Los media nos enseñan que sólo hay sentido en ser moderno y nosotros lo aceptamos con algo que sólo puede llamarse fe: la fe de quien necesita metas que justifiquen el transcurso hacia ellas. A la vez, en el fondo a nadie pasa desapercibido que ser moderno es saber, con la tristeza de quien se enfrenta a lo innegable e inevitable (a wiser and a sadder man), que lo humano es un fracaso, que toda utopía es pueril y que el hombre nunca podrá levantarse de la rapiña y la devastación. ¿Cómo es posible conciliar progreso incesante con fracaso anticipado, el rutinario optimismo de los medios con el rabioso pesimismo de los intelectuales?, ¿cómo es posible vivir en el desgarramiento resultante de ese intento de conciliación? Y sin embargo el mundo moderno lo hace minuto a minuto, manipulando nuestra fe: creemos en la superación, el crecimiento y el avance hacia una gloriosa meta prometida; aceptamos que sólo hay un camino para llegar ahí, y que es el del neoliberalismo, la tecnología y las economías de mercado; y al mismo tiempo, por todos lados la intelligentzia nos dice que toda superación, crecimiento y avance son ilusorios y hasta ridículos. Y mientras todo esto sucede, los piantados sueñan, instalados en sus mundos simultáneos.

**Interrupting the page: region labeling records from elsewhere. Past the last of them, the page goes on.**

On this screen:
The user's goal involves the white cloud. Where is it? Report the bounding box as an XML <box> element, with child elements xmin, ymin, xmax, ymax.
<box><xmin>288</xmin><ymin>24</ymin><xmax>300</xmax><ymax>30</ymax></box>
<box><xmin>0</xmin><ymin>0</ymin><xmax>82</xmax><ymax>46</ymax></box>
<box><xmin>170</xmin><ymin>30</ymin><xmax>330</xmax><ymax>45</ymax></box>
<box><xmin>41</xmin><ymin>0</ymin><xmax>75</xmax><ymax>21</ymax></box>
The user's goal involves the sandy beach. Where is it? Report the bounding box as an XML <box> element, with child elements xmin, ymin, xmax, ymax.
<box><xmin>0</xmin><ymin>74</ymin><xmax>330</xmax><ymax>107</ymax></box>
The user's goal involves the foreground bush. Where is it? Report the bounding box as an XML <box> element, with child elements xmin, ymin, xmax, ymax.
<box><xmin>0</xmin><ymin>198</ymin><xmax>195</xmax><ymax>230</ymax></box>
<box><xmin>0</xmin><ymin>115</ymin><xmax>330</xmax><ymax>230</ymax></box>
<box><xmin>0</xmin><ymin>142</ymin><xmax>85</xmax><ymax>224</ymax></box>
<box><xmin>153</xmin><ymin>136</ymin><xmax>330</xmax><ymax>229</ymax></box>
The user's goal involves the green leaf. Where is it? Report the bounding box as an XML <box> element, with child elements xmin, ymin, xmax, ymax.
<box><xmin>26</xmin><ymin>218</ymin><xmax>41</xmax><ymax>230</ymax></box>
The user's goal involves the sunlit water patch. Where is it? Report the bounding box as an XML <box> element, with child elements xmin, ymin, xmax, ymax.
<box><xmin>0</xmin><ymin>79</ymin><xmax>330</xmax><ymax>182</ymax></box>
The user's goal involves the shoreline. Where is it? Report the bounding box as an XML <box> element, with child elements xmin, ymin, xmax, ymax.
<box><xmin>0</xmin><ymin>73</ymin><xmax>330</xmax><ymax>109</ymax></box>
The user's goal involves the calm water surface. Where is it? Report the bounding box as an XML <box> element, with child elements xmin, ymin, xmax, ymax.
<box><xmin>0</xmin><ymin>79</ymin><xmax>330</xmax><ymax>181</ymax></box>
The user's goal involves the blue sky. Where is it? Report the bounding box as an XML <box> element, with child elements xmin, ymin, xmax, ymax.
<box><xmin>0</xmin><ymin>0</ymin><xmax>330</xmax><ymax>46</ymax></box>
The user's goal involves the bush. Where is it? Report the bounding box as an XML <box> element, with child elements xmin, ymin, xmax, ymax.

A principios del siglo XX pocas fueron las voces que cuestionaron el progreso y su carácter ilimitado, omnipresente y necesario. Una de ellas fue la de Charles Baudelaire en “El pintor de la vida moderna”:



Queda aún un error muy a la moda, del que quiero protegerme como del infierno. Me estoy refiriendo a la idea de progreso. Ese fanal oscuro, invención del filosofismo actual, patentado de garantía de la Naturaleza o de la Divinidad, esa linterna moderna arroja tinieblas sobre los objetos del conocimiento; la libertad se desvanece, el castigo desaparece. Quien quiera ver claro en la historia debe ante todo apagar ese pérfido fanal. Esta idea grotesca, que ha florecido en el podrido terreno de la fatuidad moderna, ha descargado a todos de su deber, liberado a cada alma de su responsabilidad, liberado a la voluntad de todos los vínculos que le imponía el amor de lo bello; y de durar mucho tiempo esta lastimosa locura, las razas menoscabadas se dormirán sobre la almohada de la fatalidad en el sueño senil de la decrepitud.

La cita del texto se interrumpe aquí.